Up and Running with F#
======================
A gentle guide to a powerful language

> ⚠️ This website is under construction! 

F#'s default package manager and primary package source is called [**NuGet**](https://www.nuget.org). We'll need a charting library called **Plotly.NET** later on, so let's install it:

In [39]:
#r "nuget: FSharp.Data"
#r "nuget: Plotly.NET"
#r "nuget: Plotly.NET.Interactive"
#r "nuget: Deedle"

F# is composed of **expressions**:

In [2]:
open FSharp.Data
open Plotly.NET

[<Literal>]
let url = "http://query1.finance.yahoo.com/v7/finance/download/MSFT?period1=1678116713&period2=1709739113&interval=1d&events=history&includeAdjustedClose=true"

type Stocks = CsvProvider<url> //"https://query1.finance.yahoo.com/v7/finance/download/MSFT?period1=1678116713&period2=1709739113&interval=1d&events=history&includeAdjustedClose=true">

let msft = Stocks.GetSample() //Stocks.Load("https://query1.finance.yahoo.com/v7/finance/download/MSFT?period1=1678116713&period2=1709739113&interval=1d&events=history&includeAdjustedClose=true")


Chart.Line(// high minus low
    xy = [ for row in msft.Rows -> row.Date, row.High - row.Low ]
)

In [3]:
// expressions separated by `;`s
1; 2; 3

// expressions separated by new lines
4
5
6

If you wrap expressions with `[]`, you get a **list**:

In [4]:
// This is a list.
[ 1; 2; 3 ]

// This is also a list.
[
    1
    2
    3
]

All elements of a list must be the of the same *type*. So `[ 1; "a"; true ]` is not valid.

In F#, the `,` separates tuple elements, not collection elements. Tuples are useful for all kinds of things in F#, and the language comes with a terse syntax for representing them:

In [5]:
// two-ple
1, 2

// 4-ary tuple
3, 4, 5, 6

// Unlike collections (lists and arrays), tuples can hold parameters of different types.
"Erica", 34, false

// Sometimes parentheses are required
(6, 7)

Unnamed: 0,Unnamed: 1
Item1,6
Item2,7


We can use tuples and lists together to plot points:

In [6]:
open Plotly.NET

Chart.Point(
[ 
    1, 2
    2, 4
    3, 3
])

You can also create lists using the range operator `..`,

In [7]:
// start..end (both inclusive)
[ 1..10 ]
// evaluates to [ 1; 2; 3; .. 10 ]

//   ..step..
[ 5 .. -1 .. -5 ]

or by using sequence expressions:

In [8]:
[ for i in 1..10 -> i * i ]

Let's use them together to plot the list of integer squares up to 10:

In [9]:
open Plotly.NET

Chart.Line([ for x in 1 .. 10 -> x, x * x ])

F# supports all the built-in .NET types, as well as one called **`FSharpFunc`**. F# enables function constructs not possible in C#, but being built on top of the .NET Common Language Runtime, F# developers needed a special type not expressable in C# yet. `FSharpFunc` is the name of that .NET type, but in F#, it's simply called a *function*. 

In [10]:
0b00000101uy    // byte
2.              // float
2.0             // float
"abc"           // string
fun x -> x + 2  // int -> int

Types in F# can be thought of as domains, and functions as maps between those domains.

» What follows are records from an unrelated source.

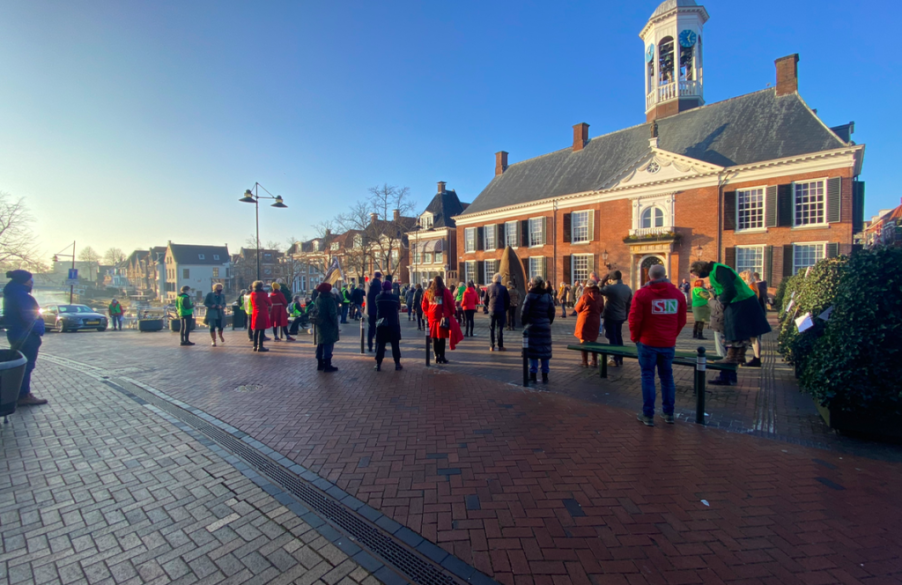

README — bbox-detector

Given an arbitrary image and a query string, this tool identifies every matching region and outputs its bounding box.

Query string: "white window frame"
[464,228,476,253]
[792,177,828,227]
[504,221,520,249]
[736,185,767,233]
[570,209,594,244]
[482,224,498,252]
[736,244,764,274]
[570,254,592,282]
[526,217,545,248]
[792,242,827,275]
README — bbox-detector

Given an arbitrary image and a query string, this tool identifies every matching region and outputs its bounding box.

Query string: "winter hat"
[6,270,31,284]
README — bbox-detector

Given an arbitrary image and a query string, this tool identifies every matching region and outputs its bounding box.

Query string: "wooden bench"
[567,343,739,425]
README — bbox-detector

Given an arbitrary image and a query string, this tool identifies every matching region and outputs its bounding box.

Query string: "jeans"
[529,358,549,374]
[316,343,335,362]
[376,339,401,365]
[636,343,676,417]
[489,312,504,347]
[604,319,623,365]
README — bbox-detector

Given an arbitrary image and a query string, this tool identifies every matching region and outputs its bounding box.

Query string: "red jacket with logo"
[629,280,686,347]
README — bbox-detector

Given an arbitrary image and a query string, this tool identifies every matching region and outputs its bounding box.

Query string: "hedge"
[779,248,902,418]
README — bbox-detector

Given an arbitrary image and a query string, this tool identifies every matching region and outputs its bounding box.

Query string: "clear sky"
[0,0,902,254]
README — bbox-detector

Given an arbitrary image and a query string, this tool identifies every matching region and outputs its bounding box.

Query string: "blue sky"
[0,0,902,253]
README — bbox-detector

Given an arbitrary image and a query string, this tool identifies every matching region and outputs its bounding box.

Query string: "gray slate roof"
[461,88,846,217]
[169,244,232,266]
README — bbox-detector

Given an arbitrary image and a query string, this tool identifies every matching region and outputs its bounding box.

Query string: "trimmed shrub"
[790,248,902,418]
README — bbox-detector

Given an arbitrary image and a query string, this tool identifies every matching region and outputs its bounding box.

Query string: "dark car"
[41,305,107,333]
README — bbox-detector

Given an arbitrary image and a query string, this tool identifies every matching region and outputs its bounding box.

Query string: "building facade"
[454,0,864,287]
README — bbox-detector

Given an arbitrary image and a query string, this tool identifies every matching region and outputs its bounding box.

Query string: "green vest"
[708,262,755,303]
[692,286,711,307]
[175,293,194,317]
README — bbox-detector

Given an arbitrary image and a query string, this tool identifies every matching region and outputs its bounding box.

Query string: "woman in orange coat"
[573,278,604,368]
[423,276,460,364]
[250,280,272,351]
[460,280,479,337]
[269,282,294,341]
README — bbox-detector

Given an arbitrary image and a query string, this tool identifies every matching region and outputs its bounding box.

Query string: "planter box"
[812,397,902,439]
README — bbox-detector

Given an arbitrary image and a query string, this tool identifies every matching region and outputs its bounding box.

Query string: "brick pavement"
[19,328,902,585]
[0,362,379,585]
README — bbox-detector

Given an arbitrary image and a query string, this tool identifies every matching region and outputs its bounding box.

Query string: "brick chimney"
[774,53,799,96]
[573,122,589,152]
[495,150,507,177]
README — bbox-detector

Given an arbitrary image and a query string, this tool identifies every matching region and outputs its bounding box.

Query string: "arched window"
[658,37,673,85]
[640,207,664,229]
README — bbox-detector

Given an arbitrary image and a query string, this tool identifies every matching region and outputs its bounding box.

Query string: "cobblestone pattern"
[30,324,902,585]
[0,362,379,585]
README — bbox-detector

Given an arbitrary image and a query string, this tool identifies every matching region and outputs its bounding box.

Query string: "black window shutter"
[724,248,736,270]
[723,191,736,232]
[783,244,792,276]
[777,184,792,227]
[827,177,842,223]
[764,185,777,227]
[762,246,774,284]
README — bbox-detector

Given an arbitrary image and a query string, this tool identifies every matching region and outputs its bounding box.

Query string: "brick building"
[454,0,864,287]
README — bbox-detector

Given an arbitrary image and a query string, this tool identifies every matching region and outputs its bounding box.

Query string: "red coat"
[460,286,479,311]
[251,290,272,331]
[573,286,604,341]
[630,280,686,347]
[423,288,454,339]
[269,290,288,327]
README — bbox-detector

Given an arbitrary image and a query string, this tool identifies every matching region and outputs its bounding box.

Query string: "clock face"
[680,29,698,49]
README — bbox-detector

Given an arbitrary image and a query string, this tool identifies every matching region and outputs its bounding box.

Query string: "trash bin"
[0,349,28,420]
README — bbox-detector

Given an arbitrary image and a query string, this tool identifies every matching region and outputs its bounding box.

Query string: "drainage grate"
[107,382,458,585]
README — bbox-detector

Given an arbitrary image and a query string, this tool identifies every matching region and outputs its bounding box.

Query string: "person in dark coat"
[376,282,403,372]
[520,276,555,384]
[3,270,47,406]
[486,274,511,351]
[315,282,340,373]
[366,270,382,352]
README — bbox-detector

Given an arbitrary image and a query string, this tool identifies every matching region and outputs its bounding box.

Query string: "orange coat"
[573,286,604,341]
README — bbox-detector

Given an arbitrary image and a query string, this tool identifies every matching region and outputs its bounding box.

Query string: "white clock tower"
[639,0,708,122]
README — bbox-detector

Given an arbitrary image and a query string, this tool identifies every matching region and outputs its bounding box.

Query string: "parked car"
[41,305,107,333]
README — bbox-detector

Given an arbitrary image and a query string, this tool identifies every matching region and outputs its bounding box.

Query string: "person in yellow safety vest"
[175,285,194,345]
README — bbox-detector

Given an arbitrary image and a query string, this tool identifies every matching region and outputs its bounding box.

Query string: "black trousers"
[489,313,504,347]
[376,339,401,365]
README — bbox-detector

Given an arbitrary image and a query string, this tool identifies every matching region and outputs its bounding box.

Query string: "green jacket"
[175,293,194,317]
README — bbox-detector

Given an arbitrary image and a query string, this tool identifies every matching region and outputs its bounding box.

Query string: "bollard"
[695,347,708,425]
[360,315,366,355]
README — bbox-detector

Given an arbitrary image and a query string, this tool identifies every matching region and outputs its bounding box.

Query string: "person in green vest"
[690,260,771,370]
[107,299,122,331]
[175,285,194,345]
[692,279,711,341]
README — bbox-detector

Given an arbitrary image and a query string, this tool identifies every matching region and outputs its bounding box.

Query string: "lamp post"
[238,182,288,280]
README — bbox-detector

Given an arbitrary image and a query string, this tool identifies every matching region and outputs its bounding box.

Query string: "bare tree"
[103,248,125,266]
[0,192,46,272]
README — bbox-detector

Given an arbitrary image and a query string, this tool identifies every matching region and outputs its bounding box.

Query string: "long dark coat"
[520,287,555,359]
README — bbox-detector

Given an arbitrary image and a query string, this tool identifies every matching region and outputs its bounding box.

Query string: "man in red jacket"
[629,264,686,427]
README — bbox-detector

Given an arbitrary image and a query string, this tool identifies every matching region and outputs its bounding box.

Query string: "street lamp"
[238,182,288,280]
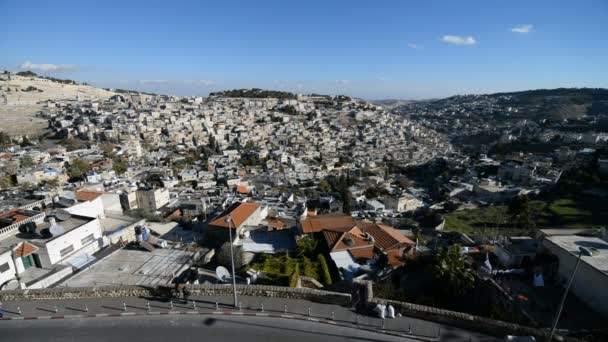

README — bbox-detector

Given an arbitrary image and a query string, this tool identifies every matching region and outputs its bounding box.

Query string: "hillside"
[0,73,115,135]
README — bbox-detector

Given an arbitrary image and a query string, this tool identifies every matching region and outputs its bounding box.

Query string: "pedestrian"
[182,286,190,303]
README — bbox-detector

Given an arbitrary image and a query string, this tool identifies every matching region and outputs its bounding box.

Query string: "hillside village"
[0,72,608,338]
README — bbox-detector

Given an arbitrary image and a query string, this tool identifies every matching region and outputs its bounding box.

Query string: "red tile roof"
[301,215,355,234]
[357,221,414,251]
[76,190,109,202]
[15,242,38,257]
[209,202,261,228]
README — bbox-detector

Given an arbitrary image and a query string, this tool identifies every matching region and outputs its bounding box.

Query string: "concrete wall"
[66,196,105,217]
[0,284,351,306]
[27,267,74,289]
[40,219,101,267]
[543,239,608,316]
[0,250,15,287]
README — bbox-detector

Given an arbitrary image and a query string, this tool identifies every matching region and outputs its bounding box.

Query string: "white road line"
[63,315,84,318]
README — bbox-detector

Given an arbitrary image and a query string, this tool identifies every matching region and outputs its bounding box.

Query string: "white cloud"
[441,35,477,45]
[509,24,534,34]
[19,61,78,72]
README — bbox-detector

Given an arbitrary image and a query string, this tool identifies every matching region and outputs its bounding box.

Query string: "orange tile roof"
[15,242,38,257]
[13,214,30,223]
[301,215,355,234]
[209,202,260,228]
[268,219,287,229]
[348,246,374,259]
[76,190,109,202]
[357,221,414,251]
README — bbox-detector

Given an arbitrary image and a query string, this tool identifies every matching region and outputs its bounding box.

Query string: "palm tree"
[433,245,475,298]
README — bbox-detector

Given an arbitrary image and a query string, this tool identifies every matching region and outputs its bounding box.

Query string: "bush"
[317,254,332,285]
[289,264,300,287]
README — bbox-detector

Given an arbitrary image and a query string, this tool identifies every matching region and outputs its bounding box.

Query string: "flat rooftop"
[61,244,194,287]
[0,215,95,254]
[545,235,608,275]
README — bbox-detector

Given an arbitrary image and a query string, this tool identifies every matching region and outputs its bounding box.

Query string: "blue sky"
[0,0,608,99]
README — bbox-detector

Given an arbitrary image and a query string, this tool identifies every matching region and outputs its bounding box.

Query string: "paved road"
[0,296,498,342]
[0,315,414,342]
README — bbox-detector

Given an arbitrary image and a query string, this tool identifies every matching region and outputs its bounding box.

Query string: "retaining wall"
[0,284,351,305]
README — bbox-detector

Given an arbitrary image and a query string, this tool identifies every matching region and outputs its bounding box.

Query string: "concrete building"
[542,235,608,316]
[137,188,169,211]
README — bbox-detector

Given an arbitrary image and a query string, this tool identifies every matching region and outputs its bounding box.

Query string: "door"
[21,255,34,270]
[32,253,42,268]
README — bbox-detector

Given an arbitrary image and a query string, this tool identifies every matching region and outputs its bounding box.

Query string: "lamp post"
[225,215,238,308]
[549,247,592,341]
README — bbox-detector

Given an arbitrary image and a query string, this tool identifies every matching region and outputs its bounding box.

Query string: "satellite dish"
[215,266,232,283]
[53,209,72,221]
[61,191,76,200]
[49,224,65,236]
[24,222,36,234]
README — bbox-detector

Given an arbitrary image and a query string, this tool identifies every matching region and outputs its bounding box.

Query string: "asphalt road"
[0,296,499,342]
[0,315,414,342]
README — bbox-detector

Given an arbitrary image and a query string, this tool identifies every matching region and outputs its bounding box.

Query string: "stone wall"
[0,284,351,305]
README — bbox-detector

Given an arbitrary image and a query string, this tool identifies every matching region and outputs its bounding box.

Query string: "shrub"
[317,254,332,285]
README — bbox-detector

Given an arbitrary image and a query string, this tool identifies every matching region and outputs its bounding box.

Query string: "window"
[80,234,95,246]
[59,245,74,258]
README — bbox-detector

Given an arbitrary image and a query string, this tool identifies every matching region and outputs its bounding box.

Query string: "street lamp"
[549,247,592,341]
[224,215,238,308]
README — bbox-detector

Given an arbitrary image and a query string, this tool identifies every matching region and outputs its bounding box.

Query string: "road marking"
[63,315,84,319]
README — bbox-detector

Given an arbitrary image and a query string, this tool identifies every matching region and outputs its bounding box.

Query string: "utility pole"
[549,247,592,341]
[225,215,238,308]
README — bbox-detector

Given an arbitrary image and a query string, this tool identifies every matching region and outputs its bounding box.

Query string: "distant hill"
[209,88,296,99]
[490,88,608,120]
[438,88,608,121]
[369,99,415,109]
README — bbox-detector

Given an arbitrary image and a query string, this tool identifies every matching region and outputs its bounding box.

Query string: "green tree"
[297,236,318,257]
[217,242,243,269]
[112,158,129,175]
[432,245,475,299]
[319,180,331,191]
[0,131,11,146]
[19,155,34,168]
[68,159,91,180]
[507,195,536,230]
[0,175,13,189]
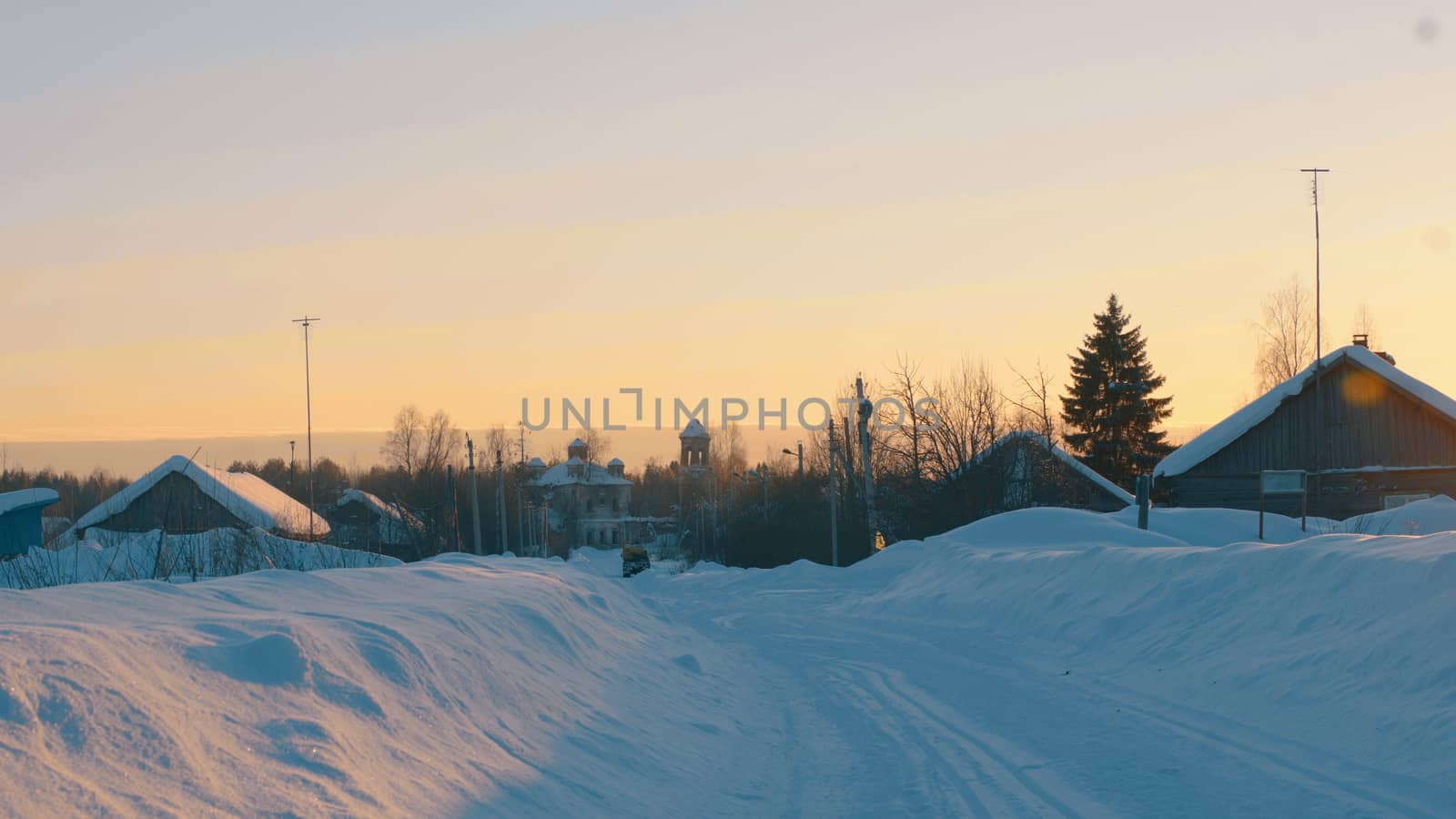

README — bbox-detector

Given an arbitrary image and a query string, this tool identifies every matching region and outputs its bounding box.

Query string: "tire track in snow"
[1059,682,1456,819]
[847,663,1085,816]
[844,618,1456,817]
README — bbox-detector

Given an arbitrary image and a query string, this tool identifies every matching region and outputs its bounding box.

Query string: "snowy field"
[0,499,1456,816]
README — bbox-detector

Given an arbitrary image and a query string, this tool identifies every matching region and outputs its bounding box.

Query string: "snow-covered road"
[655,573,1456,816]
[0,500,1456,816]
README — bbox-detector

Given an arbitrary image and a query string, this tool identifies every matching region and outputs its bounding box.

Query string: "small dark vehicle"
[622,547,652,577]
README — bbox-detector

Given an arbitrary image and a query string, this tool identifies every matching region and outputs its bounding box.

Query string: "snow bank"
[843,516,1456,786]
[0,555,751,816]
[927,507,1188,551]
[1153,344,1456,477]
[0,528,400,589]
[1108,506,1340,547]
[1340,495,1456,535]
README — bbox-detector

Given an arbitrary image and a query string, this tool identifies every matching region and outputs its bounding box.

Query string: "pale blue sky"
[0,2,1456,454]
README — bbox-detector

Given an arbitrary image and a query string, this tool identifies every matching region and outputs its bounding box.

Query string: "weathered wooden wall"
[85,472,249,535]
[1156,359,1456,518]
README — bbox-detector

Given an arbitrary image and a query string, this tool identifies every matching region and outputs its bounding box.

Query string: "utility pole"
[464,433,485,555]
[515,422,526,555]
[293,313,322,542]
[854,378,879,554]
[495,449,511,555]
[828,420,839,567]
[1299,167,1330,509]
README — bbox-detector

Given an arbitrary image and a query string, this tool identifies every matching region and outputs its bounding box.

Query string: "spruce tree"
[1061,293,1174,490]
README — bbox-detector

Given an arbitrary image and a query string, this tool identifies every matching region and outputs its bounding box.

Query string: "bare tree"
[1352,301,1380,349]
[577,427,612,463]
[923,359,1006,480]
[1005,359,1060,446]
[417,410,464,475]
[379,404,425,477]
[379,404,464,478]
[1254,276,1315,392]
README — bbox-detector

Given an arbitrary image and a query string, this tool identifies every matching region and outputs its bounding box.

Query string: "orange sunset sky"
[0,2,1456,471]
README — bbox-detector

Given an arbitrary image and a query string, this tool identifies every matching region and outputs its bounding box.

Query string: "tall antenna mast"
[1299,167,1330,504]
[293,313,320,542]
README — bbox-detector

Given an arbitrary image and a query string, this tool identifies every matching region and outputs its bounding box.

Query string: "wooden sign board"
[1259,470,1308,541]
[1259,470,1305,495]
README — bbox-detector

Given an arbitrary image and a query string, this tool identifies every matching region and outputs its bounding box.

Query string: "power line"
[293,313,322,542]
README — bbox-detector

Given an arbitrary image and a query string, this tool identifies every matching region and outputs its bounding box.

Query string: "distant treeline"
[0,468,131,521]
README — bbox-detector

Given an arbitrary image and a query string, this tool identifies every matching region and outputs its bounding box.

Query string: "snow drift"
[0,504,1456,816]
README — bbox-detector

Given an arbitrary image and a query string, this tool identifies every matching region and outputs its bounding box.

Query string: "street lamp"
[784,441,804,480]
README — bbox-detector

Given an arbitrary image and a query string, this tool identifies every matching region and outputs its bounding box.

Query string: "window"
[1385,492,1431,509]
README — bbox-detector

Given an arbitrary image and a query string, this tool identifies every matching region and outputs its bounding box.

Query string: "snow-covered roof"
[970,430,1138,504]
[76,455,329,538]
[335,488,425,543]
[1153,344,1456,477]
[0,487,61,514]
[531,458,632,487]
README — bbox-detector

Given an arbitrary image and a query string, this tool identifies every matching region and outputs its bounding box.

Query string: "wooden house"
[73,455,329,541]
[1153,342,1456,519]
[0,488,61,560]
[949,431,1134,521]
[329,490,428,560]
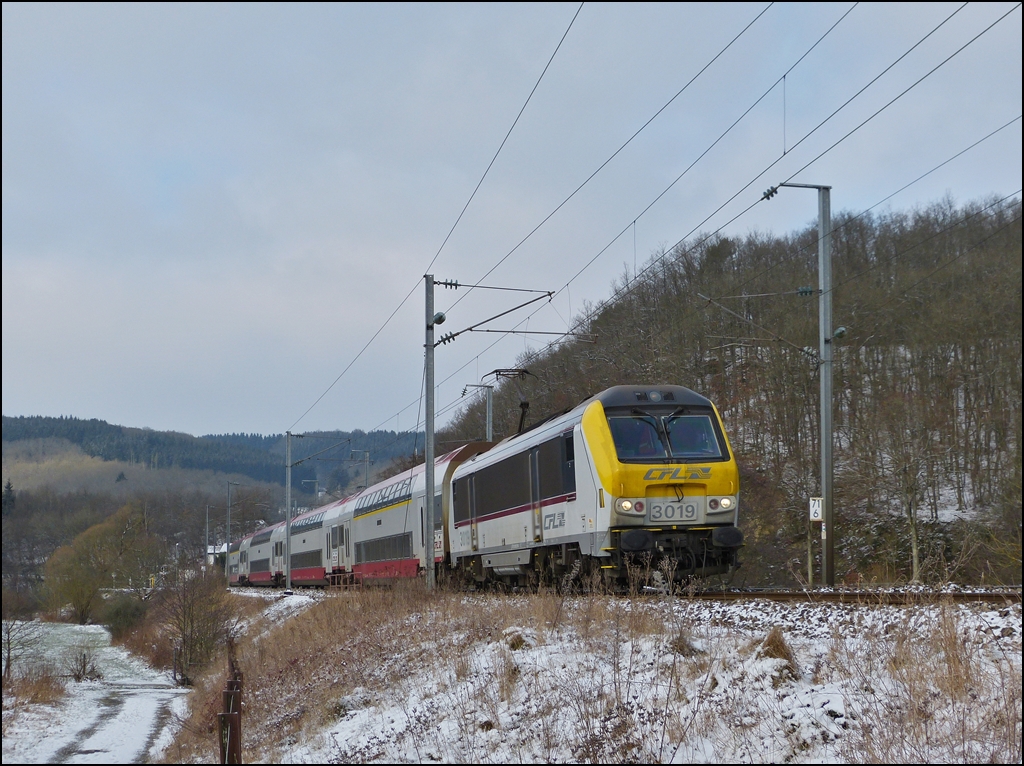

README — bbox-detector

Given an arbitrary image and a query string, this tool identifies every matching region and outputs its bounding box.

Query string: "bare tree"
[0,588,42,686]
[159,568,233,686]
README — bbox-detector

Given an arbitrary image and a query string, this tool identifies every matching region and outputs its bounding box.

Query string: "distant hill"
[3,416,423,488]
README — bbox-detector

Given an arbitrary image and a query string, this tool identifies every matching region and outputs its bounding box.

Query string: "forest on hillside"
[2,416,423,588]
[438,198,1021,584]
[3,415,423,492]
[3,198,1022,585]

Therefore, the way to read `int -> int` is "`int` mapped to `int`".

Functions aren't very useful unless we can *evaluate* them, which we do by *applying* their parameters with arguments, like so:

In [11]:
(fun x -> x + 2) 3

Functions are very important in F#, as they underpin the theory of how expressions can be assigned names. If we wanted to start assigning names to expressions in F# program, we could write our program like so:

In [12]:
(fun x ->   // define name (
    x + 2   //      rest-of-program-goes-here
) 3         // ) provide value `x` gets set to

As you can probably tell, this could easily get out of hand, as the passed parameter is visually separated from the name its bound to. The larger `rest-of-program-goes-here` gets, the farther apart they become. Forunately, we can fix this with a *`let`* expression.

In [13]:
let x = 3 in    // define name = value `x` gets set to
    x + 2       //      rest-of-program-goes-here (that uses `x`)

This visually looks a lot cleaner!

We can drop the `in` and the unnecessary spaces, but the underlying code is still the same:

In [14]:
let x = 3
x + 2

What's important to remember, is that conceptually, all the same elements are there (the name, the body, and the passed value). While the rules are relaxed a little in the outer-most scope, a `let` expression requires a body expression after it (that is not only just another `let` expression):

In [15]:
// but *can* do this
let a = 2 in
    let b = 3
    4

Assigning a name to an expression in F# is called a *binding*, because the value can't change once set. In fact, the `=` (when not used with `let`) is an in-place function that compares two objects, evaluating to `True` or `False`.

In [16]:
let a = 3
a = 4

Bindings are useful because of the obvious reason that sometimes code is more readable when you assign names to values, but bindings also allow you to *cache reference values*, potentially reducing computation time.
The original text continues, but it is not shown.